The film, which screens Wednesday night as part of the closing night of Aspen Filmfest, profiles six elderly men and their beloved dogs in a remote stretch of Italy’s Piedmont region who hunt for truffles and closely guard the secrets of their craft.
It takes the viewer rolling around the mud and digging in the dirt with the dogs and then out to the rarefied air of high-end truffle dealers who display their wares like gems on satin pillows and sell them to presidents. Co-directors Michael Dweck and Gregory Kershaw found their subjects quite by accident and spent three years slowly gaining unprecedented access to this old and tradition-bound world.
After finishing their most recent film, “The Last Race,” in 2017, Dweck and Kershaw — unbeknownst to one another — took separate family vacations to northern Italy. Both began to hear tales of a secret group of truffle hunters, a mysterious band of octogenarians who live in the mountains with their dogs.
They kept learning more, and returned regularly over the course of three years as this secret slowly opened up to them.
“It took a long time to meet the real truffle hunters,” Dweck recalled in a recent phone interview. “They made us pay our dues. But then eventually they became like family for us.”

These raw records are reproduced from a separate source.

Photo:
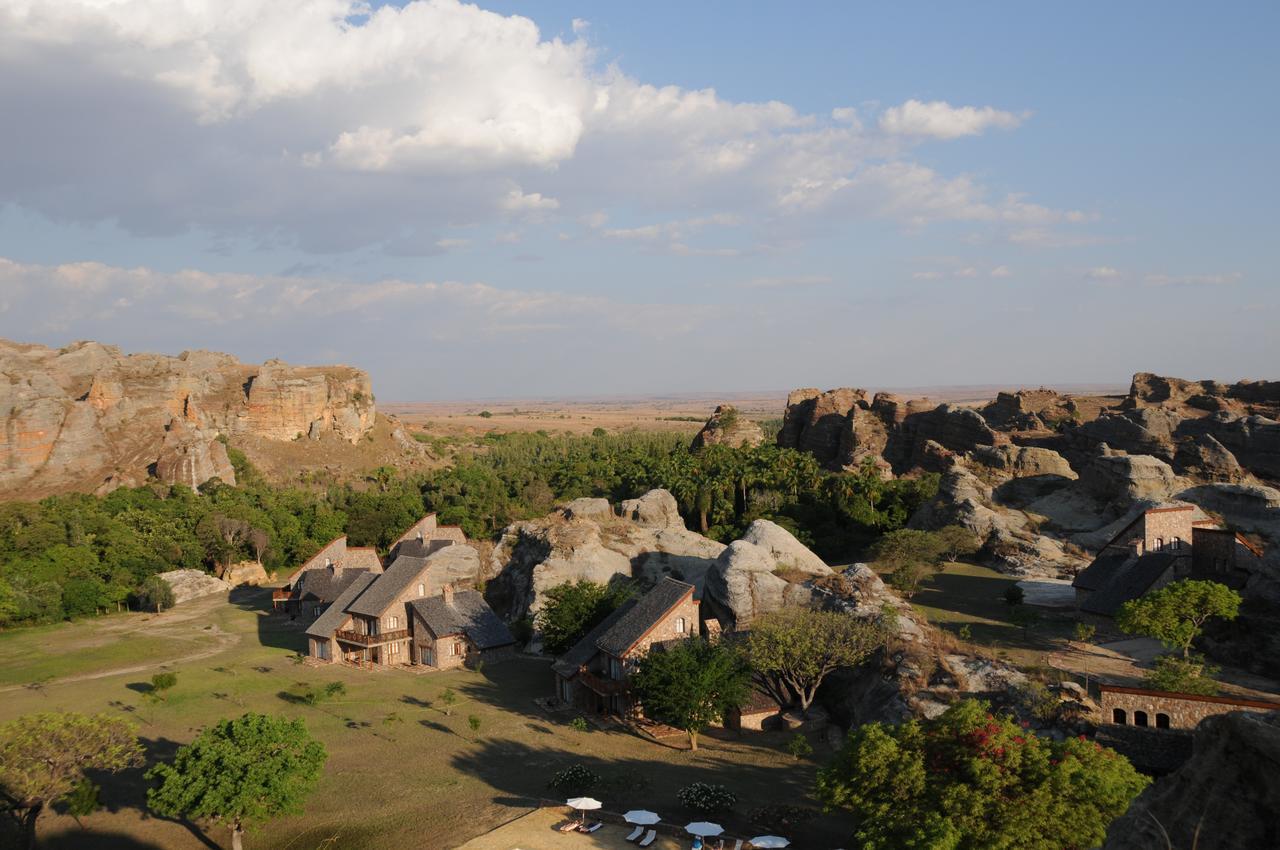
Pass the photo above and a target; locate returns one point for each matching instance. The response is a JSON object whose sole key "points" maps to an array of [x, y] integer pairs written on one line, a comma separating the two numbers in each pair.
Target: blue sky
{"points": [[648, 197]]}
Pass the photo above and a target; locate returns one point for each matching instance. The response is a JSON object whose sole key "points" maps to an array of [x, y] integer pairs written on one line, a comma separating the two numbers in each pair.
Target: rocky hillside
{"points": [[1224, 798], [1045, 479], [90, 417]]}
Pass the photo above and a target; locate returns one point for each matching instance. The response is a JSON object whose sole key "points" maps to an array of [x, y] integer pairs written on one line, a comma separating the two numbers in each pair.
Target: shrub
{"points": [[707, 798], [575, 780], [799, 746]]}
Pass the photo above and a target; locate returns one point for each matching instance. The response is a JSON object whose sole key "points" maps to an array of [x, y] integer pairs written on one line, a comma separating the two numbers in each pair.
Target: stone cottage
{"points": [[594, 675], [1161, 545]]}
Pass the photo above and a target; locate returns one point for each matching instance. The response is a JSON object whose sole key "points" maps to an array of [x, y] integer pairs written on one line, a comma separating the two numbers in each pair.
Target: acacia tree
{"points": [[572, 609], [44, 759], [794, 649], [240, 772], [1176, 613], [691, 684], [969, 780]]}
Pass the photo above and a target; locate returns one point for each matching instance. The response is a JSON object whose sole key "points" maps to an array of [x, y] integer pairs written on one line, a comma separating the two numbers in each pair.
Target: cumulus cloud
{"points": [[330, 124], [940, 119]]}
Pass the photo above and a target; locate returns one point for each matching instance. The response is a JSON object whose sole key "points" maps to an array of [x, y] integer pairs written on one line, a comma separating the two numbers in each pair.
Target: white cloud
{"points": [[940, 119], [332, 124]]}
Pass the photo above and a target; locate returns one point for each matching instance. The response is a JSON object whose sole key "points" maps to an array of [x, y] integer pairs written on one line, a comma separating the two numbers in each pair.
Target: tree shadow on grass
{"points": [[128, 790]]}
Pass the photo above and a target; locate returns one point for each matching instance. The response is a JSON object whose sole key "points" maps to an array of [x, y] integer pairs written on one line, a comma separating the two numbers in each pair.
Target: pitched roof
{"points": [[641, 617], [1130, 581], [467, 615], [581, 652], [1102, 570], [334, 615], [324, 584], [389, 585]]}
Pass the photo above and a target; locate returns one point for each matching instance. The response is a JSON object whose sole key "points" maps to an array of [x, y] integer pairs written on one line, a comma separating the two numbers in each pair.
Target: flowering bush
{"points": [[705, 798], [574, 781]]}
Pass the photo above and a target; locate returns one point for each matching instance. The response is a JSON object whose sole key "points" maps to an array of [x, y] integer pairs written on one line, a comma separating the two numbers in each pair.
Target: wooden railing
{"points": [[369, 640]]}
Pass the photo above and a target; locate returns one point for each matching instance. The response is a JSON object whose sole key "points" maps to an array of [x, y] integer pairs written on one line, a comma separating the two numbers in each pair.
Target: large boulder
{"points": [[584, 540], [744, 584], [192, 584], [814, 421], [727, 426], [1024, 461], [1119, 480], [654, 510], [784, 549], [1225, 798]]}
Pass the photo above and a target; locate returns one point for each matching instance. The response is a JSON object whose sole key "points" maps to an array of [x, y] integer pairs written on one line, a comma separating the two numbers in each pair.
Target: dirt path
{"points": [[174, 624], [1125, 662]]}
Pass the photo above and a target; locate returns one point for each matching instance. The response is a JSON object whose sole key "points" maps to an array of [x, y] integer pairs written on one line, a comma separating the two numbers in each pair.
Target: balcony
{"points": [[602, 686], [370, 640]]}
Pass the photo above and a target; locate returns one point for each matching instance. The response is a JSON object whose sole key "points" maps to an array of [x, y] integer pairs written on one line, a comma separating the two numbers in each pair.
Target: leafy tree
{"points": [[1191, 675], [791, 650], [691, 684], [156, 594], [969, 780], [240, 772], [572, 609], [1176, 613], [956, 542], [44, 758]]}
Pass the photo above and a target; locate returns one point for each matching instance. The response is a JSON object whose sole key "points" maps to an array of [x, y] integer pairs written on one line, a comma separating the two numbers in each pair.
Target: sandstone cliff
{"points": [[90, 417], [1225, 798]]}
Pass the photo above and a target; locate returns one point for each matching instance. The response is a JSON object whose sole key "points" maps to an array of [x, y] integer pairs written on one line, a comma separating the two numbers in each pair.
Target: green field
{"points": [[401, 772]]}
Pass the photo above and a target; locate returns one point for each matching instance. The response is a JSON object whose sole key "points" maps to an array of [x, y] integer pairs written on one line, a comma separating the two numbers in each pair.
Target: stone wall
{"points": [[1160, 709]]}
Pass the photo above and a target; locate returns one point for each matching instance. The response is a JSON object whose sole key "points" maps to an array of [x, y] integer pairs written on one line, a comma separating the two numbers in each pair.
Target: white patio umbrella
{"points": [[641, 817], [583, 804]]}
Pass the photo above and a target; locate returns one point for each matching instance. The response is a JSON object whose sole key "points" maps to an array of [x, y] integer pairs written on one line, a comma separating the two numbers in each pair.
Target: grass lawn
{"points": [[967, 594], [402, 771]]}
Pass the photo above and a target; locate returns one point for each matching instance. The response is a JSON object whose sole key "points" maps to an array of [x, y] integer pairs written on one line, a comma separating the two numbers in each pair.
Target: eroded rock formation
{"points": [[90, 417]]}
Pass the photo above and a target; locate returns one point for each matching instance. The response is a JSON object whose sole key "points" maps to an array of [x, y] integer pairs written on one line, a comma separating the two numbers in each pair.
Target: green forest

Slowly, the hunters agreed to be on-camera. Some agreed to have cameras mounted on their dogs during their arduous hunts, or to let the filmmakers come into the woods with them. After more than a year, Dweck and Kershaw were told about a black market that operated in the middle of the night and connected hunters with truffle dealers.
“We discovered more and more secrets that we had to unravel as we were shooting,” Kershaw said. “I think every time we came back, it surprised them and eventually they realized we were serious.”
The film includes intimate scenes between hunter and dog — in the bath, at the dinner table, in church — and one hunter with his wife, who urges him to stop hunting. In once scene a dealer implores a hunter, age 84, to pass his truffle-hunting secrets on before he dies.
“The Truffle Hunters” is an entrancing 80-minute experience. Its climax, if there is one, is a long shot of a man eating alone in a restaurant, enjoying — with satisfaction and meticulous care — truffles on pasta and sipping red wine while an aria plays on the soundtrack.
The painterly and sumptuous scenes that unfold in “The Truffle Hunters” are a marvel. It vividly captures the remote hilltop villages of Piedmont and a farming culture, tied to the land, that’s yet to be disrupted by 21st century technology.
“It felt like we were moving through a storybook, a fairy tale,” Kershaw said of their immersion in the scene. “We didn’t know what the story of the film would be, but we had this feeling. Figuring out a way to transmit that feeling from this special world, what was our desire to make this film.”
The scenes they capture have a richness that the best costume and set designers and biggest Hollywood budgets could not create. We see an octogenarian truffle hunter with shoulder-length gray hair in the style of Gandolf cracking wood and cooking on a fire in a home built in — and seemingly unchanged since — the 1830s. Another group drinks in a brick-built wine room with old dusty bottles piled on the floor. We see shadowy figures moving about in cobblestone alleys, negotiating truffle prices in whispers.
The filmmakers would typically get one shot per day when filming, they explained. They’d set up a camera and let it run for several hours. So the magic we see on screen is simply what played out without direction or lighting design.
“It was a slow process, but we wanted to shoot that way deliberately because we wanted to allow our characters to be comfortable,” Kershaw explained. “Time was the great luxury we had.”
Purchased by Sony Pictures Classics at the Sundance Film Festival in January, “The Truffle Hunters” has had a limited festival run through the disruptions and cancellations of 2020. It is due for a Christmas Day theatrical release and — for the filmmakers — a much-anticipated screening next month at the Torino Film Festival in Italy, where some of the truffle hunters and dogs from the film will be on hand to see it for the first time.